“Non essere incredulo, ma credente!”
Il significato del mistero pasquale nel vangelo si dischiude nell’apertura di futuro in una situazione chiusa e disperata: si ricrea una comunità; si ripara e restaura un legame di fiducia. Appare un Dio più aperto al futuro che al computo dei peccati. L’annuncio della resurrezione di Gesù diventa memoria di futuro nelle vite dei discepoli […]
4 Aprile 2024
Il significato del mistero pasquale nel vangelo si dischiude nell’apertura di futuro in una situazione chiusa e disperata: si ricrea una comunità; si ripara e restaura un legame di fiducia.
Appare un Dio più aperto al futuro che al computo dei peccati. L’annuncio della resurrezione di Gesù diventa memoria di futuro nelle vite dei discepoli e resurrezione della comunità alla sequela. Non si può comprendere la resurrezione al di fuori del processo di rinnovamento dell’umanità nel perdono.
Gesù in mezzo ai suoi dà lo Spirito in vista del perdono.
Lo “soffia”. Il verbo (Gn 2,7; 1Re 17,21; Ez 37,9; Sap 15,11) collega il perdono al generare la vita umana e al riportare in vita chi era morto. Perdonare è atto di creazione e di resurrezione.
Ove accade il perdono si fa esperienza della presenza del Crocifisso risorto.
Gesù vive quel che dà.
Il corpo risorto porta i segni della passione, le ferite infertegli. La morte ingiusta e violenta, il tradimento e il rinnegamento… è un passato che non si cancella. Cristo ne porta i segni per l’eternità.
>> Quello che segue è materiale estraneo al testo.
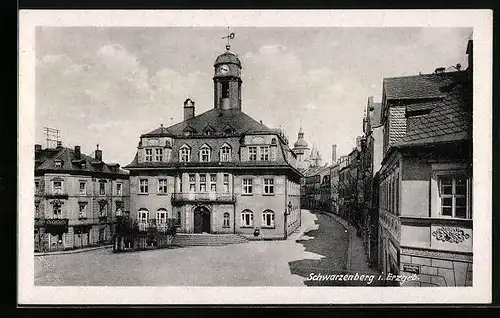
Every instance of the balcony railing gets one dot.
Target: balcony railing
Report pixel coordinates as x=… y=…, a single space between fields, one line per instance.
x=203 y=197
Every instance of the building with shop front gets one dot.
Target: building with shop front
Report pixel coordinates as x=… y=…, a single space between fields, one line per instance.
x=425 y=180
x=77 y=198
x=219 y=172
Pasqua non è la promessa di un ritorno alla quiete precedente alla tempesta.
Eppure nello sguardo di fede da una vita spezzata, da ferite profonde, può sorgere una vita nuova e inattesa. Gesù non è bloccato dal male che ha subito. La sua memoria non è rimasta pietrificata da ciò. Egli agisce sulle conseguenze possibili del male in lui e negli altri. Su ciò c’è spazio per l’azione.
Perdona i discepoli che lo hanno abbandonato. I signa passionis diventano signa amoris.
Il Risorto è un corpo vulnerato e vulnerabile in eterno. Un corpo che si lascia toccare, che non è indifferente. Se Cristo è così, tale è allora il Padre per l’eternità. Chi ricrea la comunità con il dono dello Spirito e la invia a essere agente di perdono e di riconciliazione, resta “feribile” d’amore.
In questo spazio la comunità cristiana si colloca.
Il grande peccato è il cuore pietrificato, lo spirito inaridito, la mancanza di empatia, la freddezza verso le esistenze, il non lasciarsi toccare e modificare dalla relazione con altri.
Segue l’episodio di Tommaso.
Egli non ha fiducia nelle parole degli altri, vuole una prova solo per lui, quasi a distinguersi da loro. Gli altri, però, non lo rifiutano né respingono, lo tengono nel gruppo, conservano una relazione con lui, non lo marginalizzano. Colui che potrebbe essere “giustamente” escluso dal gruppo, in realtà fa esperienza della disponibilità a includere da parte degli altri.
Qual è l’esito? Una formulazione paradossale (Gv 20,29).
Dall’incredulità di Tommaso nasce una nuova fede.
A noi non è dato di vedere il Cristo e di accedere direttamente al mistero pasquale, ma solo attraverso la relazione con l’altro e nella vita comunitaria. Esse possono darci in frammento esperienze di salvezza, anticipazione della resurrezione finale. Ciò non va da sé.
La comunità può smentire il Vangelo, può avere il cuore di pietra. Per questo il tempo di Pasqua vuole immergerci di più in questa realtà per sciogliere le nostre resistenze.